Adapun secara umum hal-hal yang harus diperhatikan dalam


perancangan tata letak pabrik adalah:
a. Kemungkinan Perluasan Pabrik dan penambahan Bangunan
Area perluasa harus direncanakan sejak awal agar masalah kebutuhan
tempat tidak timbul di masa yang akan dating. Sejumlah area khusus perlu
dipersiapkan untuk peruasan pabrik, penambahan peralatan untuk
menambah kapasitas pabrik maupun untuk mengolah produknya sendiri ke
produk lain.
b. Keamanan
Keamanan terhadap kemungkinan adanya bahaya kebakaran, ledakan,
asap/gas beracun harus benar-benar diperhatikan dalam penentuan tata letak
pabrik. Untuk itu harus dilakukan penempatan alat-alat pengamanan.
Tangki penyimpanan bahan baku ataupun produk berbahaya harus
diletakkan di area khusus serta perlu adanya jarak antara bangunan satu
dengan yang lain guna memberikan ruang yang leluasa untuk keselamatan
c. Luas area yang tersedia
Pemakaian tempat disesuaikan dengan area yang tersedia. Jika harga
tanah tinggi, maka diperlukan efisiensi dalam pemakaian ruangan hingga
peralatan tertentu diletakkan di atas peralatan yang lain ataupun lantai
ruangan diatur sedemikian rupa agar menghemat tempat.
d. Instalasi dan Utilitas
Pemasangan dan distribusi yang baik dari gas, udara, dan listrik akan
membantu kemudahan kerja dan perawatannya. Penempatan pesawat proses
sedemikian rupa sehingga petugas dapat dengan mudah mencapainya dan
dapat menjamin kelancaran operasi serta memudahkan perawatannya

2.4.2 Layout Peralatan Proses

Dalam penentuan layout peralatan proses pada pabrik ammoniak ini ada
beberapa hal yang perlu diperhatikan yaitu:

a. Aliran bahan baku dan Produk


Pengaliran bahan baku yang tepat akan menunjang kelancaran dan
keamanan produksi. Perlu diperhatikan elevasi pipa, untuk pipa diatas tanah
sebaiknya dipasang pada ketinggian 3 meter atau lebih, sedangkan pada
pemipaan pada permukaan tanah perlu diatur sedemikian rupa sehingga
tidak mengganggu lalu lintas pekerja.
b. Aliran Udara
Aliran udara didalah dan disekitar aliran proses perlu diperhatikan
supaya lancer, hal ini bertujuan untuk menghindari terjadinya stagnasi udara
paada suatu tempat yang dapat mengakibatkan akumulasi bahan kimia yang
berbahaya sehingga dapat membahayakan keselamatan pekerja.
c.

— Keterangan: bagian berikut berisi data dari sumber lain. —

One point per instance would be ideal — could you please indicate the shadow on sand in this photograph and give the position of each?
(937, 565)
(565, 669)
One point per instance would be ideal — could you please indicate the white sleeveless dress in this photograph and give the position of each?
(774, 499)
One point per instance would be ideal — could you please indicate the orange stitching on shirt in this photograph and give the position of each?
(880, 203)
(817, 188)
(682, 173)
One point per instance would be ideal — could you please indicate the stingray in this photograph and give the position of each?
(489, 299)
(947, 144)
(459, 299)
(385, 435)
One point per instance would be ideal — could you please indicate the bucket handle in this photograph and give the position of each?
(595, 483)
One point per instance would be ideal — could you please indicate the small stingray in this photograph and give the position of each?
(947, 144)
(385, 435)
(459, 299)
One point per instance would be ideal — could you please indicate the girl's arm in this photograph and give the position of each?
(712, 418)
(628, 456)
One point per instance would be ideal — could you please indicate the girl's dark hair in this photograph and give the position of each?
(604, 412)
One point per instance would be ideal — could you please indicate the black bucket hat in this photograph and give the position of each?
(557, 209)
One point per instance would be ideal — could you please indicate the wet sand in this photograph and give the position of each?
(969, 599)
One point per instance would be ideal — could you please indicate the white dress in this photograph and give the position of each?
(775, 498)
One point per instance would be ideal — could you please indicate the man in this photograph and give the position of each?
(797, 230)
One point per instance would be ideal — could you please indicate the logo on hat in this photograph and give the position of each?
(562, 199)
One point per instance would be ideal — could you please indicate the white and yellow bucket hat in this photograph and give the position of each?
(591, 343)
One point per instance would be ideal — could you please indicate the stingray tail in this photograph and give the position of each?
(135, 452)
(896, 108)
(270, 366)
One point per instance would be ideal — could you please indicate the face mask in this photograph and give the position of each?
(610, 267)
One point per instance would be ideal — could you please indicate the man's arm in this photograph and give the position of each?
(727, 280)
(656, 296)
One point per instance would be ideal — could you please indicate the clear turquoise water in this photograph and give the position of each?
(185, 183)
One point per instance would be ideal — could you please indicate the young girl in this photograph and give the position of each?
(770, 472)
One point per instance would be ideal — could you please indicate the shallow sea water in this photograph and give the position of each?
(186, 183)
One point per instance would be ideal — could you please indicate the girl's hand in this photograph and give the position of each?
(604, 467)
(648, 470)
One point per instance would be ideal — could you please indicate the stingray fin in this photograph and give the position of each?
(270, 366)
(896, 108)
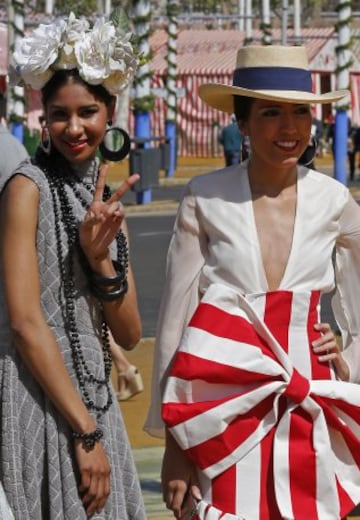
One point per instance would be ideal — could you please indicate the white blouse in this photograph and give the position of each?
(215, 240)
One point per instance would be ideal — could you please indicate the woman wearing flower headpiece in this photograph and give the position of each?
(66, 282)
(259, 406)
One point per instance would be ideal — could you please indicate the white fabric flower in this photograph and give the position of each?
(122, 64)
(75, 30)
(35, 53)
(93, 52)
(102, 54)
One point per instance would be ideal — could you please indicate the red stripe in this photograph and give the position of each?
(187, 366)
(278, 314)
(226, 325)
(302, 463)
(223, 490)
(318, 370)
(215, 449)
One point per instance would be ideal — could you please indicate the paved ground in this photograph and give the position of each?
(148, 450)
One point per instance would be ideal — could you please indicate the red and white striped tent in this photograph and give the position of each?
(208, 56)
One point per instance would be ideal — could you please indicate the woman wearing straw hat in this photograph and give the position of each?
(260, 405)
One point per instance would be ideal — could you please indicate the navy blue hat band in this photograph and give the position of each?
(273, 78)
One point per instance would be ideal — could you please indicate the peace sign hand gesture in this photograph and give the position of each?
(103, 219)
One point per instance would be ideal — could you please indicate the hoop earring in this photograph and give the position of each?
(310, 152)
(119, 154)
(45, 140)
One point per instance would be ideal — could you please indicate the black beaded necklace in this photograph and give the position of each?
(64, 218)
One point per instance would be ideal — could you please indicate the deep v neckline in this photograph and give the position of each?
(260, 260)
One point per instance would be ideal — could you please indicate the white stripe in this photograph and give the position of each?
(281, 466)
(298, 349)
(248, 473)
(246, 447)
(213, 422)
(346, 468)
(324, 460)
(229, 352)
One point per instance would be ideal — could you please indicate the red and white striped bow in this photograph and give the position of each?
(231, 383)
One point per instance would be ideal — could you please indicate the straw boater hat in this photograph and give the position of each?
(271, 72)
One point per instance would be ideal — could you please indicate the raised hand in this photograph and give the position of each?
(94, 469)
(328, 350)
(103, 219)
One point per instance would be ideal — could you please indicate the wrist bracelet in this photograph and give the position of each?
(120, 276)
(110, 295)
(89, 439)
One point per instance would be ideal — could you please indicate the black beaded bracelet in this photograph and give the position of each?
(110, 295)
(89, 439)
(120, 276)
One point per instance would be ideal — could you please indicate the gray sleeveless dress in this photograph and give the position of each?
(37, 466)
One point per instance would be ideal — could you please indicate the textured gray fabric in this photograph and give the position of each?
(37, 468)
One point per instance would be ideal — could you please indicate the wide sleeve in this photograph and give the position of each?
(180, 297)
(346, 300)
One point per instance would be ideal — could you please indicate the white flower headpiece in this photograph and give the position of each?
(103, 54)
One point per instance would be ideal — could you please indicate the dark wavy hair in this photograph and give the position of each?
(63, 77)
(242, 107)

Cahaya
Peneranga seluruh pabrik harus memadai dan pada tempat-tempat
proses yang berbahaya dan beresiko tinggi peru diberikan penerangan
tambahan.
d. Lalu Lintas Manusia
Dalam perancangan layout, perlu diperhatikan bahwa pekerja dapat
mencapai seluruh alat proses dengan tepat dan mudah supaya jika ada
gangguan alat proses dapat segera diperbaiki. Selain itu keamanan pekerja
selama perjalanan tugasnya juga perlu diperhatikan.
e. Jarak Antarproses
Untuk alat proses yang mempunyai temperature dan tekanan operasi
yang tinggi, sebaiknya dipisahkan dari alat alat proses lainnya sehingga
apabila terjadi ledakan atau kebakaran pad alat tersebut tidak
membahayakan alat-alat proses lainnya.
f. Pertimbangan Ekonomi
Dalam menempatkan alat-alat proses dalam pabrik diusahakan agar
dapat menjamin kelancaran serta keamanan produksi pabrik sehingga
dapatb menguntungkan dari segi ekonomi.